• Aquila fasciata ;
  • diet variation;
  • emerging infectious disease;
  • foraging theory;
  • Oryctolagus cuniculus ;
  • rabbit haemorrhagic disease;
  • territory;
  • western Europe


1. A long-standing question in ecology is how natural populations respond to a changing environment. Emergent optimal foraging theory-based models for individual variation go beyond the population level and predict how its individuals would respond to disturbances that produce changes in resource availability.

2. Evaluating variations in resource use patterns at the intrapopulation level in wild populations under changing environmental conditions would allow to further advance in the research on foraging ecology and evolution by gaining a better idea of the underlying mechanisms explaining trophic diversity.
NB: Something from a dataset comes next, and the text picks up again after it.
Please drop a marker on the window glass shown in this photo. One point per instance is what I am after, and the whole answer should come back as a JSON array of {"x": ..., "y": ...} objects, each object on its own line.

3. In this study, we use a large spatio-temporal scale data set (western continental Europe, 1968–2006) on the diet of Bonelli’s Eagle Aquila fasciata breeding pairs to analyse the predator trophic responses at the intrapopulation level to a prey population crash. In particular, we borrow metrics from studies on network structure and intrapopulation variation to understand how an emerging infectious disease [the rabbit haemorrhagic disease (RHD)] that caused the density of the eagle’s primary prey (rabbit Oryctolagus cuniculus) to dramatically drop across Europe impacted on resource use patterns of this endangered raptor.

4. Following the major RHD outbreak, substantial changes in Bonelli’s Eagle’s diet diversity and organisation patterns at the intrapopulation level took place. Dietary variation among breeding pairs was larger after than before the outbreak. Before RHD, there were no clusters of pairs with similar diets, but significant clustering emerged after RHD. Moreover, diets at the pair level presented a nested pattern before RHD, but not after.

5. Here, we reveal how intrapopulation patterns of resource use can quantitatively and qualitatively vary, given drastic changes in resource availability.

6. For the first time, we show that a pathogen of a prey species can indirectly impact the intrapopulation patterns of resource use of an endangered predator.